Flu jab today protects against pandemic flu tomorrow

A hospital virologist today urged at-risk people to get their winter flu jabs to help prevent ordinary human influenza and avian flu mixing genetically to create a new and deadly pandemic flu strain.

A hospital virologist today urged at-risk people to get their winter flu jabs to help prevent ordinary human influenza and avian flu mixing genetically to create a new and deadly pandemic flu strain.

The free flu jab currently on offer to the over 65s, people with asthma and diabetes and health workers, does not protect against avian flu but virologists fear that if ordinary flu strikes people who are then also exposed to avian flu the result could be a recombinant pandemic strain. Getting the normal flu jab will reduce that possibility.

Norfolk and Norwich University Hospital consultant clinical scientist Dr Margaret Sillis said: “The current avian flu is unable to attach efficiently to human cells, hence its inability to transmit effectively from human to human. However, the 'ordinary' human flu can. People infected with 'ordinary flu' who then become exposed to avian flu may act as a 'mixing vessel' for the two which would allow recombination to occur.

“The fear is that all it takes is for the two types of flu to mix and that a resulting small change could determine if we get a pandemic or not. If we can reduce the potential for the current avian type to mix with another that can infect humans then it will help.
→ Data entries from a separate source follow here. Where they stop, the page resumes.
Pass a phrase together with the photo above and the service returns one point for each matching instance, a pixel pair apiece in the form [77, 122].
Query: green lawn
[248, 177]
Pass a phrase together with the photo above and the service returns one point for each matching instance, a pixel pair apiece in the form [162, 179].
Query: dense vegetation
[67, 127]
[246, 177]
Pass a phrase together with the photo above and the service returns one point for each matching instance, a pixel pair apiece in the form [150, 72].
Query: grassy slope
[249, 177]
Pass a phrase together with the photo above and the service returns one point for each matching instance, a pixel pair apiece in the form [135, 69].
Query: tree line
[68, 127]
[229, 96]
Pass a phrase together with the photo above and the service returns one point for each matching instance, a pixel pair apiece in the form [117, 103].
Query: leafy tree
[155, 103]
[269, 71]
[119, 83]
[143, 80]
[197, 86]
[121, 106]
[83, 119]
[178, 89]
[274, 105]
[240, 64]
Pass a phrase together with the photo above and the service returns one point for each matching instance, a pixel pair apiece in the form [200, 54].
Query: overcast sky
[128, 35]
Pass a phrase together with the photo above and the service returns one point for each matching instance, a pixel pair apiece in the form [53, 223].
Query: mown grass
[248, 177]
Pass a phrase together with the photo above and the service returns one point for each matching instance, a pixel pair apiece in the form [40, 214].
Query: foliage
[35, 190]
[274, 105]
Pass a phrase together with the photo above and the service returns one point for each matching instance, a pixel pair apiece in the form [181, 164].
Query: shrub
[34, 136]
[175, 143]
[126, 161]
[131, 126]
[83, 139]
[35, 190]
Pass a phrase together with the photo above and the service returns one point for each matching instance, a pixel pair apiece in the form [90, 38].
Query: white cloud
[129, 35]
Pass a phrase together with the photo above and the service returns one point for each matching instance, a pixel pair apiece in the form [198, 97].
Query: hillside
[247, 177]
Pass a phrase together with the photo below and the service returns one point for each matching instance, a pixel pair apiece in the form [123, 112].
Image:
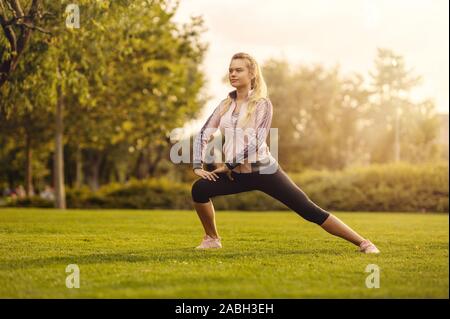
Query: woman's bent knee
[199, 191]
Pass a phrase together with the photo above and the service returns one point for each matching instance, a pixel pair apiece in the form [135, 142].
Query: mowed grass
[150, 254]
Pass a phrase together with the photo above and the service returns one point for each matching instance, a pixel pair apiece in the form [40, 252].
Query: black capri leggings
[277, 185]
So get vaccinated now to minimise that possibility”

Frontline health workers at the Norfolk and Norwich University Hospital NHS Trust's hospitals are being urged to get their free flu jabs at work in the run up to winter.

Last year saw a record 38 per cent of Trust staff get their flu jab and the aim this year is to increase that total. The national average for NHS staff having the flu jab is just 16 per cent.
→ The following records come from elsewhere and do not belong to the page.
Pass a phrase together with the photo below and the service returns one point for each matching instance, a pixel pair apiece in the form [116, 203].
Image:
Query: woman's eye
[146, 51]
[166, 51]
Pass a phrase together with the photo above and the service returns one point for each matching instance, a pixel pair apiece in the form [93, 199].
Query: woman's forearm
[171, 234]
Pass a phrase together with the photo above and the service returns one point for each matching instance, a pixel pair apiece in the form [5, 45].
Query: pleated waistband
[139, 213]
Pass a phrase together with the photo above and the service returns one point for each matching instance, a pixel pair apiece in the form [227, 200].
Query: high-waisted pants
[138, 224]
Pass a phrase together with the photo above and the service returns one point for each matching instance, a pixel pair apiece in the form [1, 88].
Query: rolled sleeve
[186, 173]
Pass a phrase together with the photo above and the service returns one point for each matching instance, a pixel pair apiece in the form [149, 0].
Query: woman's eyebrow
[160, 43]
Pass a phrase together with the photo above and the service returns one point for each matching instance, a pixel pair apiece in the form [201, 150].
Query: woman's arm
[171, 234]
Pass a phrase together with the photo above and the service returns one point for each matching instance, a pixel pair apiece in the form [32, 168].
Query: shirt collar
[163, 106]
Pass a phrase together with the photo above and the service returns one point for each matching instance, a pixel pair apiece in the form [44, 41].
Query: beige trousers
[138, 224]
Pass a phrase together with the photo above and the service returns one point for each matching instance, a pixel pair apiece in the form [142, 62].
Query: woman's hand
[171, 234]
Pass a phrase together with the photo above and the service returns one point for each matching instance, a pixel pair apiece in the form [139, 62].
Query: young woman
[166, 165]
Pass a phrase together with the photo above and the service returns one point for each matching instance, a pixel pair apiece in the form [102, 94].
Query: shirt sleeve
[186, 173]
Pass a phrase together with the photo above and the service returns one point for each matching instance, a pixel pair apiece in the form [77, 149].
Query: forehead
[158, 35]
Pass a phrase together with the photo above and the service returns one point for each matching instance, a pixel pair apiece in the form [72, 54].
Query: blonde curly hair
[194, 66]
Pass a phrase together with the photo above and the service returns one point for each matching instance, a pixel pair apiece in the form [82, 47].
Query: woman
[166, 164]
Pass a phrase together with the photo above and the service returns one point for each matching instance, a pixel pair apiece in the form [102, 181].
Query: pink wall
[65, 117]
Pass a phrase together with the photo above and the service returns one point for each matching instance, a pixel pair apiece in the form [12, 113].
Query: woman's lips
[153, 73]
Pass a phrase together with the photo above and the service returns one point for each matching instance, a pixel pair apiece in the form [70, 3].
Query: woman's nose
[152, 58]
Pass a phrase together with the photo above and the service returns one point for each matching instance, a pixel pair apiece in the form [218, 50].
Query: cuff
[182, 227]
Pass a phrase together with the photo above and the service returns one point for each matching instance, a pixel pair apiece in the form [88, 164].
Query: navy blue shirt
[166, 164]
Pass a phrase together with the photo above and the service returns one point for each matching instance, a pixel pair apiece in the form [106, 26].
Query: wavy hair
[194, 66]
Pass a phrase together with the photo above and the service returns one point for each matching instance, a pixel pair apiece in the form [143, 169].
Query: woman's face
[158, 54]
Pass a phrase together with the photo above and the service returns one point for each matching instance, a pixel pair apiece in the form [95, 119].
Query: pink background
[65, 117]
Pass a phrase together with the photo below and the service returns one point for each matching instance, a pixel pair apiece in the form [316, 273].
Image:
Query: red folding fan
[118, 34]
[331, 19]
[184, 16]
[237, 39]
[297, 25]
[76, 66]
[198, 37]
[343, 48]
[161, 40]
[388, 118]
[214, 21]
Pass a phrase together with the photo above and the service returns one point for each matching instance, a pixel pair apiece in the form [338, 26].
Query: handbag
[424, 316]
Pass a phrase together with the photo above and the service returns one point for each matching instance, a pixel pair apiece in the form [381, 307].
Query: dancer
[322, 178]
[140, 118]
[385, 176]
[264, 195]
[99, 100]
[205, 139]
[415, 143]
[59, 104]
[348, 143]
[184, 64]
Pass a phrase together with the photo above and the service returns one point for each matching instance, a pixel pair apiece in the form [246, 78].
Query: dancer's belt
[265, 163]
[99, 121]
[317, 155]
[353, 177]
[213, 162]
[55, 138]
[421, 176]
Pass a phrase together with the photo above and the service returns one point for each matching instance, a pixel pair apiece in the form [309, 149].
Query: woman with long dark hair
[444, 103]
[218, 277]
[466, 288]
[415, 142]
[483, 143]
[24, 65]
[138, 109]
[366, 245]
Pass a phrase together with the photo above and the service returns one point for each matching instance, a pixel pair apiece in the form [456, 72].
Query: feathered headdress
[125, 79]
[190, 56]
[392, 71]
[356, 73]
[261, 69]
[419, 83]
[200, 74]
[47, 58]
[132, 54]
Nurses will be vaccinating their colleagues on the wards and other staff will have access to flu jab clinics throughout October and November. Healthcare staff need to protect themselves from flu to keep staffing levels up in the event of a flu outbreak.

Deputy medical director Dr Simon Watkin said: “As NHS staff we have a duty to make sure we protect ourselves from flu so that we can carry on treating patients who need us. I've had my flu jab and I urge my colleagues to do the same. It only takes a few minutes and can be done while you are at work.”

Harry Seddon, UNISON branch secretary, said: “We support staff taking up their free flu jab. Not only can you steer clear of the flu yourself, but you can help avoid spreading it to patients, colleagues, and  – not least – taking it home to your family.”

Flu is highly infectious. A sneeze can carry the flu virus and, travelling at 80 miles per hour, reach distances of up to 30 feet away. Touching objects such as toys that have been coughed or sneezed on can also pass on flu.

The message for everyone is that 'If you knew about flu you'd get the jab'. The NHS also offers free flu jabs to over 65s and parents of children aged over six months with asthma, diabetes or weakened immunity due to disease or treatment. These groups in particular should make an appointment with their GP for their free annual flu jab.

The last UK flu epidemic occurred in 1989 and 20,000 people died as a result. You need to get vaccinated as early as possible because it takes about two weeks for you to develop the antibodies following the jab.

Flu facts and figures:

  • The flu jab contains no live virus so cannot give you flu.
  • In most years it is estimated that several thousand deaths are attributable to the complications of flu and around 10-15 percent of the population develop flu each year
  • At least another 20,000, and in cold winters 40,000, people die as a result of cold weather
  • Flu is highly infectious: 100,000 flu particles can be projected into the air with just one sneeze
  • In just 12 hours, the flu virus can invade 1 million of your nose and throat cells
  • The World Health Organisation maps flu viruses as they travel around the world and the vaccine is altered each year to ensure that it gives the best protection against the latest strains.